On January 1, after the Grace Church New Year service, we were given the opportunity to choose a random bible verse card to take home with us and meditate on throughout the year. The one I chose blindly was this:

“Therefore do not be anxious about tomorrow, for tomorrow will be anxious for itself. Sufficient for the day is its own trouble.” (Matthew 6:31-34)

This year, I turn 29 years old, which means I am very close to turning 30. There is something with getting older that is exciting and I have great expectations for it. The older you are, the wiser you become. Older people have more security. Older people have more independence. 30 is also the new 40! And though I have been excited for this moment for the past six years, I am also filled with a creeping, crippling anxiety.

I can’t speak for the experience of others, but for me, getting older has come with many societal expectations. Years ago, I thought that I would have been living on my own, married, and perhaps even with a child by the time I turned thirty. I have none of these things so far, and this has been a source of stress, especially in the past couple of years. I’ve cried more tears from feeling lonely, unloved, and unwanted than I’d like to admit. I’m ashamed to tell people that I “still live at home, with my parents and dog” because I assume that the person with whom I’m speaking will think I am immature. Each time I share about my living situation and my inexistent marital status, I try to speak past these things quickly so that I don’t have to explain myself or think about it.

Faced with these pressures, I decided to put my fate in my own hands. I tried to seek a partner through my own ways and in the ways that are so normal in our secular culture, but by doing that I started to justify my sins and become complacent and numb. Then, these romantic partners were not turning into potential husbands, and I was repeatedly rejected. With each rejection came pain that became feelings of worthlessness. Having to go to family gatherings also brings pain, because at every family reunion, I, and my single status, become a topic of interest.

I’ve tried to tell myself that I trust in God’s timing and God’s plan, but when I look to my future goals and desires, I am crushed that things are not going the way I had planned. For the past year, I would repeatedly fall into a spiral of anxiety and experience waves of loneliness, worthlessness, bitterness, and jealousy of others.

God says that we should not be worried about our future, but that we should seek first God’s kingdom and righteousness. For the past couple of years, my focus has been on me and the things I wanted for myself, and when things don’t go the way I plan, I become anxious. Instead, He has reminded me that the most important thing I should focus on is my relationship with God every single day, be grateful, and find my fulfillment in Him.
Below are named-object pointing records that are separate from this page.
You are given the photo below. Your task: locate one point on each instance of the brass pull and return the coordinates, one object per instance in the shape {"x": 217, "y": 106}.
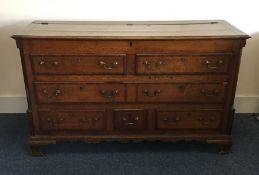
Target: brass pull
{"x": 131, "y": 123}
{"x": 171, "y": 121}
{"x": 216, "y": 65}
{"x": 109, "y": 94}
{"x": 104, "y": 65}
{"x": 148, "y": 94}
{"x": 41, "y": 62}
{"x": 89, "y": 120}
{"x": 45, "y": 92}
{"x": 215, "y": 92}
{"x": 203, "y": 121}
{"x": 55, "y": 63}
{"x": 156, "y": 64}
{"x": 48, "y": 120}
{"x": 57, "y": 92}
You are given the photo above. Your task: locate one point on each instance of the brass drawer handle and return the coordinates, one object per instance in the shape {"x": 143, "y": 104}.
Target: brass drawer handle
{"x": 41, "y": 62}
{"x": 131, "y": 124}
{"x": 157, "y": 92}
{"x": 176, "y": 119}
{"x": 45, "y": 92}
{"x": 109, "y": 94}
{"x": 89, "y": 120}
{"x": 57, "y": 92}
{"x": 55, "y": 63}
{"x": 156, "y": 64}
{"x": 215, "y": 92}
{"x": 216, "y": 65}
{"x": 104, "y": 65}
{"x": 206, "y": 121}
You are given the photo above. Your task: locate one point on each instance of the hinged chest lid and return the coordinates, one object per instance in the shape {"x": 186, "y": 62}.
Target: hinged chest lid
{"x": 132, "y": 29}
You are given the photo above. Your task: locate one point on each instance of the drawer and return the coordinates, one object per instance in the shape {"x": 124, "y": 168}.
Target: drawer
{"x": 79, "y": 92}
{"x": 182, "y": 92}
{"x": 79, "y": 64}
{"x": 182, "y": 64}
{"x": 130, "y": 119}
{"x": 207, "y": 119}
{"x": 72, "y": 120}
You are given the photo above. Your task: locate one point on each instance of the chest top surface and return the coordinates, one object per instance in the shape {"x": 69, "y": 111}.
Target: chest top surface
{"x": 132, "y": 29}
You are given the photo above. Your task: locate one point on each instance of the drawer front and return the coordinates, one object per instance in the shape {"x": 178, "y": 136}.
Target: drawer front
{"x": 188, "y": 119}
{"x": 182, "y": 64}
{"x": 130, "y": 119}
{"x": 78, "y": 64}
{"x": 182, "y": 92}
{"x": 76, "y": 93}
{"x": 72, "y": 120}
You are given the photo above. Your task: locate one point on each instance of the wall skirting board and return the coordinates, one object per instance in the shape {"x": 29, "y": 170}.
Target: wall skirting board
{"x": 18, "y": 104}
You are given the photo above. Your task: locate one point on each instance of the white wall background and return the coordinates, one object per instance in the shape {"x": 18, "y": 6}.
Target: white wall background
{"x": 16, "y": 14}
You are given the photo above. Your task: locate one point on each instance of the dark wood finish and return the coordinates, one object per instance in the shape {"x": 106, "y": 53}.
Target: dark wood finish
{"x": 72, "y": 120}
{"x": 133, "y": 81}
{"x": 78, "y": 64}
{"x": 182, "y": 64}
{"x": 188, "y": 119}
{"x": 130, "y": 119}
{"x": 182, "y": 92}
{"x": 79, "y": 92}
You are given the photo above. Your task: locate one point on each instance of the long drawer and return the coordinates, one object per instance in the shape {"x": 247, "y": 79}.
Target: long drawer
{"x": 202, "y": 119}
{"x": 182, "y": 92}
{"x": 78, "y": 64}
{"x": 72, "y": 119}
{"x": 79, "y": 92}
{"x": 182, "y": 64}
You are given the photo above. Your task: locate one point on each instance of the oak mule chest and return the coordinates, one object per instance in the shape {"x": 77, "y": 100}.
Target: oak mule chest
{"x": 130, "y": 81}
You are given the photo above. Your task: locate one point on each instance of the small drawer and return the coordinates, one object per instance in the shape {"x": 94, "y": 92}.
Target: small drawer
{"x": 182, "y": 64}
{"x": 182, "y": 92}
{"x": 79, "y": 92}
{"x": 79, "y": 64}
{"x": 188, "y": 119}
{"x": 130, "y": 119}
{"x": 72, "y": 120}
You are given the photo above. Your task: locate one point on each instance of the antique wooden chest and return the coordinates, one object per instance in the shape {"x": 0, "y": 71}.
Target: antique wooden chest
{"x": 130, "y": 81}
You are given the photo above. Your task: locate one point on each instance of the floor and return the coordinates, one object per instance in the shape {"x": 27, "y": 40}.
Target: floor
{"x": 152, "y": 158}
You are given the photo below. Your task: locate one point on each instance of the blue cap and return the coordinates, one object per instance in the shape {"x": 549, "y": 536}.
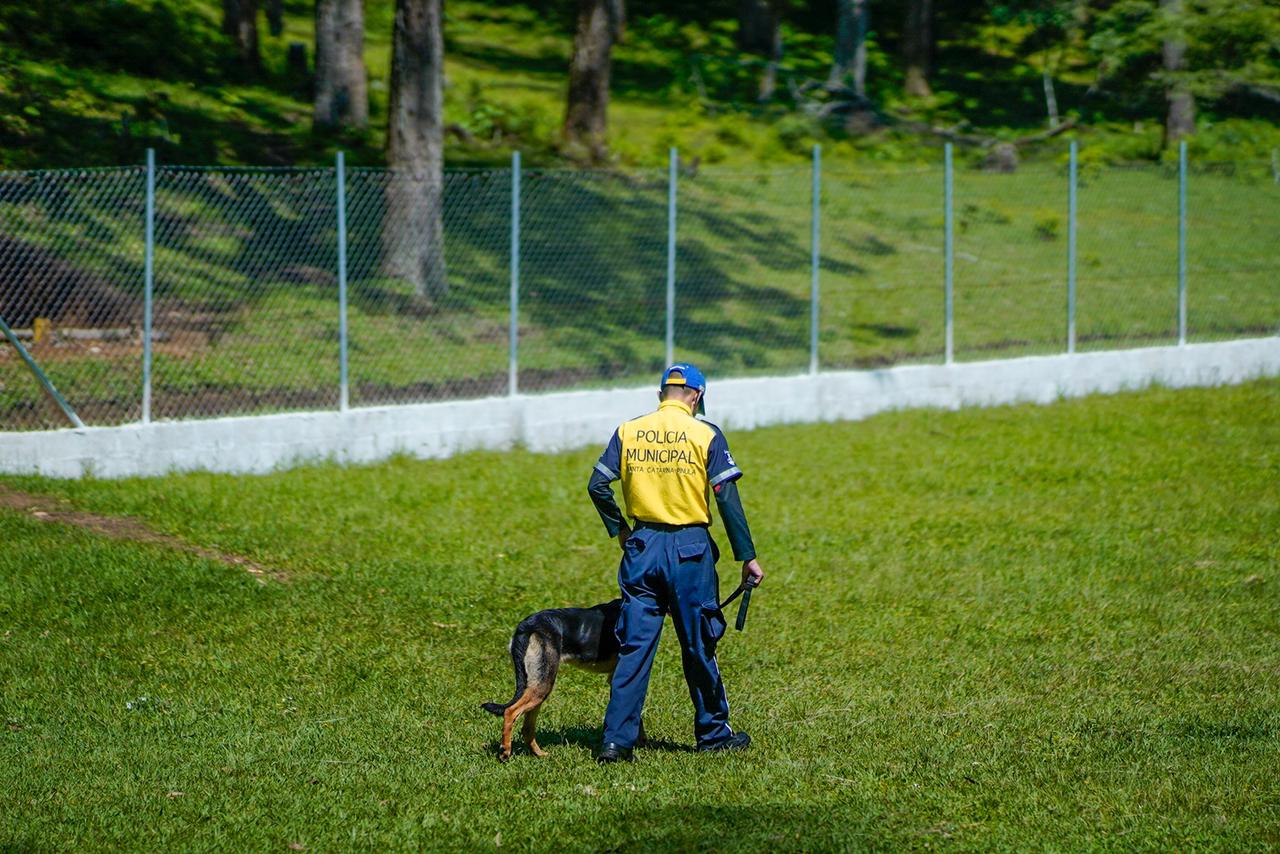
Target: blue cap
{"x": 689, "y": 375}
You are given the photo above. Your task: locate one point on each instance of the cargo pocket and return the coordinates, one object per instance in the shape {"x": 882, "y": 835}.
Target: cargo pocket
{"x": 690, "y": 546}
{"x": 713, "y": 626}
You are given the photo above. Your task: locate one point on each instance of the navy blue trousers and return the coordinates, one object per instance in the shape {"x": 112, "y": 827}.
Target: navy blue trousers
{"x": 668, "y": 572}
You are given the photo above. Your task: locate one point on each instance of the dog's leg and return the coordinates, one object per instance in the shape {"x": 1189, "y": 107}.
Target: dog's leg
{"x": 530, "y": 731}
{"x": 540, "y": 684}
{"x": 540, "y": 662}
{"x": 508, "y": 721}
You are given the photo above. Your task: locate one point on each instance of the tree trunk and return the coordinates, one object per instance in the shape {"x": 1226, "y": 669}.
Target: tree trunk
{"x": 599, "y": 24}
{"x": 414, "y": 227}
{"x": 851, "y": 22}
{"x": 275, "y": 18}
{"x": 918, "y": 46}
{"x": 1180, "y": 119}
{"x": 240, "y": 22}
{"x": 1050, "y": 94}
{"x": 758, "y": 33}
{"x": 341, "y": 95}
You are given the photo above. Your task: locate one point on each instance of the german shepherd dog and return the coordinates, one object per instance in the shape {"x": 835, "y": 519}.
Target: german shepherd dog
{"x": 581, "y": 636}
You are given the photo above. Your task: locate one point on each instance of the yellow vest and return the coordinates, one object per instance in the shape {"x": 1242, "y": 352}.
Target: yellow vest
{"x": 663, "y": 460}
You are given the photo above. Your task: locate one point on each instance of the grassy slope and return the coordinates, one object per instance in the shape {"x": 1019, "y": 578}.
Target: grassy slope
{"x": 1016, "y": 628}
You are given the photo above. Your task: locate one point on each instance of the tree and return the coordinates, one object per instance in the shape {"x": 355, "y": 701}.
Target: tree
{"x": 851, "y": 22}
{"x": 341, "y": 97}
{"x": 918, "y": 46}
{"x": 599, "y": 26}
{"x": 759, "y": 33}
{"x": 1180, "y": 118}
{"x": 414, "y": 225}
{"x": 240, "y": 22}
{"x": 1173, "y": 54}
{"x": 1054, "y": 26}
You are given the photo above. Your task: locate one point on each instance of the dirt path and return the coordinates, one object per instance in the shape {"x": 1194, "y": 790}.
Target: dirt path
{"x": 126, "y": 528}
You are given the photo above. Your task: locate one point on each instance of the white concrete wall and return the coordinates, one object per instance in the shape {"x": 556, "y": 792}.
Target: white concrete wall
{"x": 560, "y": 421}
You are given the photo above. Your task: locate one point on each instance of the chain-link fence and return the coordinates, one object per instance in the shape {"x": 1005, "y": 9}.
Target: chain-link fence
{"x": 466, "y": 288}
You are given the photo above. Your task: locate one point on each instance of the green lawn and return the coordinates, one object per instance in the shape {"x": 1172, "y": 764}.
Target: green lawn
{"x": 1020, "y": 628}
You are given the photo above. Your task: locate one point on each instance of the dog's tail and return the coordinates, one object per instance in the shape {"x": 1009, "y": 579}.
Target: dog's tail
{"x": 519, "y": 647}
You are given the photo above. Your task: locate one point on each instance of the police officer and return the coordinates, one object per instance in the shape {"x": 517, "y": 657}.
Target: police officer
{"x": 670, "y": 462}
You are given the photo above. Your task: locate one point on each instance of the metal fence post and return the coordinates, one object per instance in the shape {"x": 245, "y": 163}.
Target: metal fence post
{"x": 1070, "y": 250}
{"x": 949, "y": 256}
{"x": 1182, "y": 243}
{"x": 814, "y": 259}
{"x": 343, "y": 377}
{"x": 513, "y": 328}
{"x": 149, "y": 284}
{"x": 673, "y": 156}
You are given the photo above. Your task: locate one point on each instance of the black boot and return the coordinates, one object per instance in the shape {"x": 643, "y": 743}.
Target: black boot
{"x": 615, "y": 753}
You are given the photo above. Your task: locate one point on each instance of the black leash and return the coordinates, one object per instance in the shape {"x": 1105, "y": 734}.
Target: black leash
{"x": 744, "y": 590}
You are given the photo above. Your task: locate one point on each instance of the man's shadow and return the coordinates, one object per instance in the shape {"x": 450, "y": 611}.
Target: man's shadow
{"x": 588, "y": 738}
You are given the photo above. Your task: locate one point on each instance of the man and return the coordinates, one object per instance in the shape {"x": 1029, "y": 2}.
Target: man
{"x": 668, "y": 464}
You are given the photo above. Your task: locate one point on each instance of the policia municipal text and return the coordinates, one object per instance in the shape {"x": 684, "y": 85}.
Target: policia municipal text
{"x": 668, "y": 464}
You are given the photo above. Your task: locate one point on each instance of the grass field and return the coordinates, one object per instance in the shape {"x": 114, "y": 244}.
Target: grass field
{"x": 1023, "y": 628}
{"x": 247, "y": 309}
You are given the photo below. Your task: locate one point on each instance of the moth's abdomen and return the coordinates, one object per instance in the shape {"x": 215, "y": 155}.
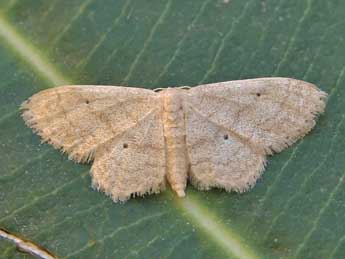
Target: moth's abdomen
{"x": 175, "y": 140}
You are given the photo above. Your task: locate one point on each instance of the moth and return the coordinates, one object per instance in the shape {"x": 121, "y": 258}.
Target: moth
{"x": 215, "y": 135}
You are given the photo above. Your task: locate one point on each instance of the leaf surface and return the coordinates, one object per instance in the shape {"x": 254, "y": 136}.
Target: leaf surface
{"x": 295, "y": 211}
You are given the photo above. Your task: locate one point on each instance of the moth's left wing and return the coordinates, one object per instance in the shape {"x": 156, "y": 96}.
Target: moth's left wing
{"x": 132, "y": 163}
{"x": 219, "y": 157}
{"x": 79, "y": 118}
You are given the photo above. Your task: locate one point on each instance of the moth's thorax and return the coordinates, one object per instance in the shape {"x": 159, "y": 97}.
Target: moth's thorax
{"x": 175, "y": 138}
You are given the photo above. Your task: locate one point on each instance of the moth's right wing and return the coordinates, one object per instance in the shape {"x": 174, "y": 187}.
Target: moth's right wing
{"x": 79, "y": 118}
{"x": 231, "y": 126}
{"x": 132, "y": 163}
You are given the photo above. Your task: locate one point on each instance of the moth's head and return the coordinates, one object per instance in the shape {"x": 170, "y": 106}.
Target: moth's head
{"x": 177, "y": 87}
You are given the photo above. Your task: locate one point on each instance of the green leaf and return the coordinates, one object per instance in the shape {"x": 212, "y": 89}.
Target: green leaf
{"x": 297, "y": 208}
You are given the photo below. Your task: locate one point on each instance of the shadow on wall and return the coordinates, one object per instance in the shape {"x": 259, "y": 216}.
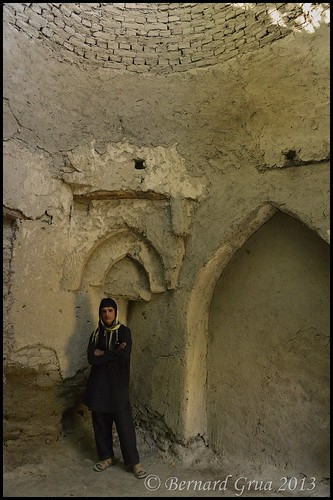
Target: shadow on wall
{"x": 268, "y": 351}
{"x": 76, "y": 419}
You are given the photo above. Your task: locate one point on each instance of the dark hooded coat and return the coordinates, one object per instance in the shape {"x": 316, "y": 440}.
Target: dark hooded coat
{"x": 108, "y": 383}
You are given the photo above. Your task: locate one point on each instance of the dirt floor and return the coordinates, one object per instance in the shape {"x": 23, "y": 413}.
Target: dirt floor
{"x": 63, "y": 469}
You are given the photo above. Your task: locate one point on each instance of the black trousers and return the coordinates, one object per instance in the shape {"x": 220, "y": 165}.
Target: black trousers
{"x": 102, "y": 424}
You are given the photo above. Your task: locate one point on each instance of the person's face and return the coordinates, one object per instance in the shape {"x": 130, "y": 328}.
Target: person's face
{"x": 108, "y": 315}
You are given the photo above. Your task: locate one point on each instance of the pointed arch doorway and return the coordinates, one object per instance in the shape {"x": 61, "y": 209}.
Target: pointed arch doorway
{"x": 267, "y": 389}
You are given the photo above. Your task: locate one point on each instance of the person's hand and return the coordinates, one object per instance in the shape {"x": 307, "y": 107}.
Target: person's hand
{"x": 98, "y": 352}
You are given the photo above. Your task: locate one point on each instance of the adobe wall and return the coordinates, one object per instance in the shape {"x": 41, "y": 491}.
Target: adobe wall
{"x": 143, "y": 186}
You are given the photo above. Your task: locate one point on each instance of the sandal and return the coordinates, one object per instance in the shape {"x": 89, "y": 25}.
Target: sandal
{"x": 139, "y": 471}
{"x": 104, "y": 464}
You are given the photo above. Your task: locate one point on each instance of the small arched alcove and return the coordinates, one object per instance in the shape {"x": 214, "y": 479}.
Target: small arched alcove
{"x": 268, "y": 355}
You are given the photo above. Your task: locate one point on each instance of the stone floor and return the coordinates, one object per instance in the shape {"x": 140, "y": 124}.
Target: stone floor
{"x": 63, "y": 470}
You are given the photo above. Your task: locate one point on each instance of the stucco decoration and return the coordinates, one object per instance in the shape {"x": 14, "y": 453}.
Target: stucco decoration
{"x": 112, "y": 250}
{"x": 125, "y": 167}
{"x": 198, "y": 316}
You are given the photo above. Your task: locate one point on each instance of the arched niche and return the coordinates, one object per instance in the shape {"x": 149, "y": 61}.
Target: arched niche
{"x": 196, "y": 406}
{"x": 93, "y": 267}
{"x": 267, "y": 393}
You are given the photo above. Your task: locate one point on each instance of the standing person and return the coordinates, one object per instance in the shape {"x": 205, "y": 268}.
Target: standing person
{"x": 107, "y": 391}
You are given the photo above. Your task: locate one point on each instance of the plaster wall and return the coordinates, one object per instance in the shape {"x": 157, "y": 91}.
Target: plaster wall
{"x": 224, "y": 149}
{"x": 267, "y": 353}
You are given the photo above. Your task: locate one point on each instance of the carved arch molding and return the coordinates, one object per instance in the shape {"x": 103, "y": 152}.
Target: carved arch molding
{"x": 123, "y": 261}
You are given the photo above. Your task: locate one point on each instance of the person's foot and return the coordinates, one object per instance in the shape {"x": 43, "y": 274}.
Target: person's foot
{"x": 104, "y": 464}
{"x": 138, "y": 471}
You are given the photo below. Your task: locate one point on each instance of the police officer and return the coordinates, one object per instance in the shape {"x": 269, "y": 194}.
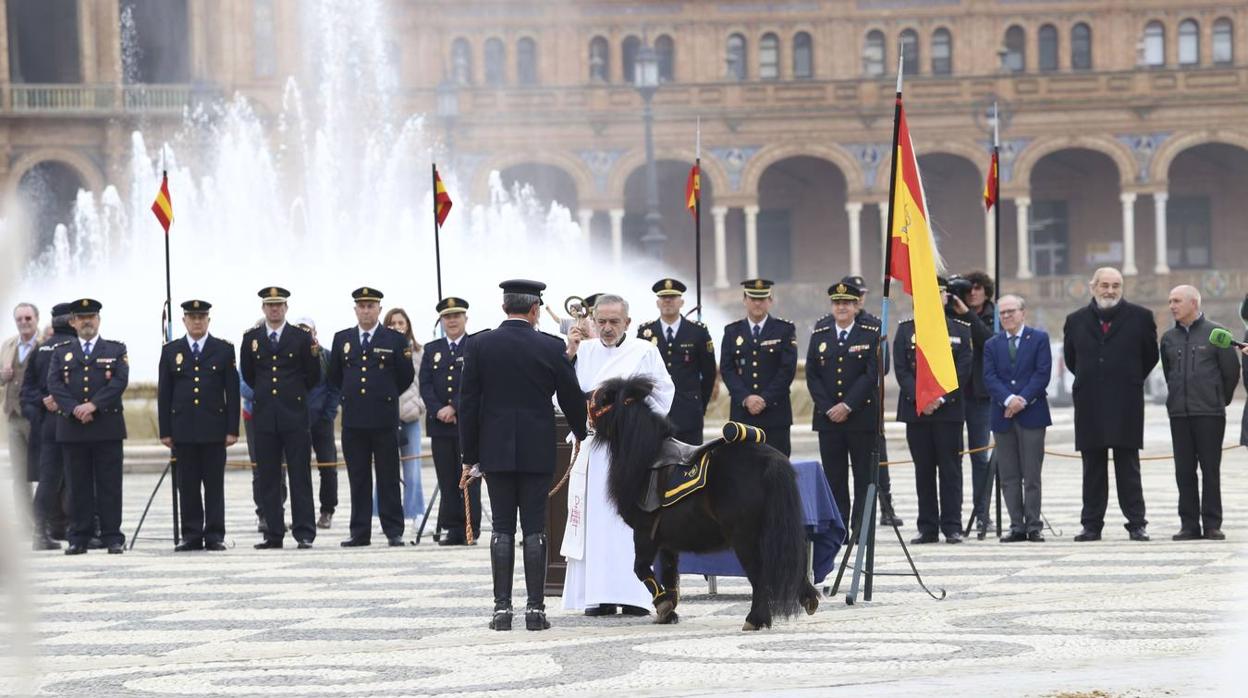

Though I’ve been going through waves of anxiety and bitterness about this current state of affairs, I know God is using this time of uncertainty to remind me of the only thing that is certain—that despite the circumstances, God is still the same God, yesterday, today, and forever. God loves me so much that He gave His Son, Jesus, who died on the cross for my sins, even those that I have a hard time confessing, and he gives me hope that one day we will join Him in eternity. The most important future I should be anticipating is that day when I am reunited with Him. Therefore, I pray that I will let go of the anxieties and bitterness that come with my desire to control the future and instead trust what God has in store for me.